When objectives are clearly aligned with the business purpose, the long-term benefits of digital transformations outweigh the delays caused in the short term. This is why logistics providers must have well-defined goals for any new tools. For example, system overhauls that take a phased approach mean teams can carefully implement and test each component, gathering feedback from all relevant stakeholders.
Forecasting troubles with volatile markets
Cases will always arise where transit times are delayed, manufacturing plants are down, or workers go on strike. Logistics providers need enough time to respond, whether that’s by buying or renting more containers to transport goods during slow container retrieval, relocating resources or identifying new routes and warehouses. This is why 12 weeks of advance visibility is a recommended minimum for successful logistics. But how is this achieved?
After two decades of operations in China, Apple will move production to India instead, demonstrating how clients can up sticks and move in a new direction. Therefore, logistics providers must prepare to relocate their resources too. China’s “zero-Covid” strategy and strict lockdowns have tested many regional operations. And the tech giant left a clue about its transition when it decided to make the iPhone 14 in India in September 2022.
Logistics professionals must continuously stay up to date with stakeholders across the supply chain as they plan their months ahead. While forecasting trade volumes a week in advance could reach over 90% accuracy with the right tools and good-quality data inputs, this leaves little time to prepare for larger disruptions such as relocating workers and assets to new production sites.

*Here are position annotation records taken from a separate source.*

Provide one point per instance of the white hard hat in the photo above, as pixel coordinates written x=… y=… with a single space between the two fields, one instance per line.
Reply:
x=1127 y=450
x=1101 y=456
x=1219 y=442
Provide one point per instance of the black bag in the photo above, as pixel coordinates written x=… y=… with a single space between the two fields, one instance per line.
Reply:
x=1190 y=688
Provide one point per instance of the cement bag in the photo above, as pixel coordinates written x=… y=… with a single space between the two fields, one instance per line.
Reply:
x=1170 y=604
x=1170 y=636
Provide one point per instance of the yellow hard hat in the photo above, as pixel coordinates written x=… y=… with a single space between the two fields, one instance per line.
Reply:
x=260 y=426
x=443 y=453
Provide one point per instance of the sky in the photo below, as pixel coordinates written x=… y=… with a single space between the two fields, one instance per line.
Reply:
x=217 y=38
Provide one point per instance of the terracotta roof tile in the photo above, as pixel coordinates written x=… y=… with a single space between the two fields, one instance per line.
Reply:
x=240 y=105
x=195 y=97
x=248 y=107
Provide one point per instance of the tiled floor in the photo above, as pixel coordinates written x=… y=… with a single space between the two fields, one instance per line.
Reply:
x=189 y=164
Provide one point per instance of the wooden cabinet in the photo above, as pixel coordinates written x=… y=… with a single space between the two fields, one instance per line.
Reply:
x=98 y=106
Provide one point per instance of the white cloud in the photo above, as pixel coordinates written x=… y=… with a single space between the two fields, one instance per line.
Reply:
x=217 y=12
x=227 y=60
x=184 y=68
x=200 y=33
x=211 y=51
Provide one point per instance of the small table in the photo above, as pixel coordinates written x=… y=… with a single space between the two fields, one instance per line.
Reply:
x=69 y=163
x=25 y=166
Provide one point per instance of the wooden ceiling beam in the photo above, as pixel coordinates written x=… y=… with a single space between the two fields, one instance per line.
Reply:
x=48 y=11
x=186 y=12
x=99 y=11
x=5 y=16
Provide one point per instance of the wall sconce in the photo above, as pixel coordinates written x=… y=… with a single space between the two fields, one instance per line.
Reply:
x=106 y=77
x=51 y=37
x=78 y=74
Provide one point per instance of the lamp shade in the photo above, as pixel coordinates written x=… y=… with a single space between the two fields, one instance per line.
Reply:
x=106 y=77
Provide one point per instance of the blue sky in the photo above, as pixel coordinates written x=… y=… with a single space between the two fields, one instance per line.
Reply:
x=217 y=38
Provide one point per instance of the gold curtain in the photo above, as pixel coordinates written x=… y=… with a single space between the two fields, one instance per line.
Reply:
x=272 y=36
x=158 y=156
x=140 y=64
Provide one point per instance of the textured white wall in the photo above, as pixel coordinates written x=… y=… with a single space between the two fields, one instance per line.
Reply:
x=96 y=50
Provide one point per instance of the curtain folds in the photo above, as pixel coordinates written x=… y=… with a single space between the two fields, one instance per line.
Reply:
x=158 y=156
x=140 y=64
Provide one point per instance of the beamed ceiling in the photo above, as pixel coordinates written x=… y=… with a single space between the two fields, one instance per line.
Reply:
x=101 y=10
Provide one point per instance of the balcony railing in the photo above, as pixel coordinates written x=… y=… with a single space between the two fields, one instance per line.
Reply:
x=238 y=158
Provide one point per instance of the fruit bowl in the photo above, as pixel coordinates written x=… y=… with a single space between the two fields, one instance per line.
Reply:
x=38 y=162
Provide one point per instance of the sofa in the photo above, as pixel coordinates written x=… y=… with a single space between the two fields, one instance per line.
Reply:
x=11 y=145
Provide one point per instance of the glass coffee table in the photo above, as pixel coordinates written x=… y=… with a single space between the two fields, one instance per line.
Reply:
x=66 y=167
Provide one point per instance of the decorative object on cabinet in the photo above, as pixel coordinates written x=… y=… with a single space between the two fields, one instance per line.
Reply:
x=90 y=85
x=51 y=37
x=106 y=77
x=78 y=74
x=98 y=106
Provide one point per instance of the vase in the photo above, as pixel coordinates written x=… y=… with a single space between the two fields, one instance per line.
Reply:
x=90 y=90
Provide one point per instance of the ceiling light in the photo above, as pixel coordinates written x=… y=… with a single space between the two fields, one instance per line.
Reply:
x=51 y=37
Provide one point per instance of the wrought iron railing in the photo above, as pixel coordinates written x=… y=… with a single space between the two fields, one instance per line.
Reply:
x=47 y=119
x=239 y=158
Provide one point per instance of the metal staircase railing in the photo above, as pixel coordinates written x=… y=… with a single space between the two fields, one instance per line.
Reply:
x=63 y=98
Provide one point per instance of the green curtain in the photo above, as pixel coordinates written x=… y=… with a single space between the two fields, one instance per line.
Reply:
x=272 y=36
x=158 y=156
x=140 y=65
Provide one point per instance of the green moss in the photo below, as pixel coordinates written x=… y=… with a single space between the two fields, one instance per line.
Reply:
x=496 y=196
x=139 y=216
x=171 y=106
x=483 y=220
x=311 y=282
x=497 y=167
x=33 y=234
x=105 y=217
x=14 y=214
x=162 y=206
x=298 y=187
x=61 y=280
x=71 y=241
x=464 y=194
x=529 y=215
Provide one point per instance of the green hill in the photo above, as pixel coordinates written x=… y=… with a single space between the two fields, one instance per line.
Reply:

Forecasting trade volumes ahead of 12 weeks requires logistics teams to be aware of any potential changes to clients’ locations, production lines and trends. However, these trends can also change by the week. To avoid the tedious, resource-heavy, and expensive task of manually incorporating weekly updates into planning, logistics teams are increasingly beginning to invest in logistics forecasting software. This enhances their planning and incorporates all the necessary factors, such as demand, supply or weather-related impacts, automatically communicating updates to business users.
Centralized communication supports all three
With goals to reduce carbon footprint and save costs by maximizing efficiency, real-time data visibility is facilitating just-in-time (JIT) logistics. Yet, this is only useful for streamlined supply chains with clear communication channels between manufacturing, transport, retail and consumers.
If the actual demand is much higher than the forecast, then the supply chain won’t have enough stock to deliver the items on time. However, this isn't often the case: Normally JIT operations rely on data models to accurately forecast demand and find the optimum level of safety stock to deal with shipping variance. This requires logistics professionals to frequently monitor transit times, port capacity and idling, road congestion, weather and changing consumer demand to ensure their fleet is in the right place at the right time for the most efficient delivery.
Whether your logistics business is expanding with new partnerships, updating its existing systems or streamlining its processes, digital advancements are altering the competitive dynamics. Logistics professionals must carefully review their supply chain, improve communication channels and increase automation to anticipate and efficiently respond to delays and maximize the bottom line.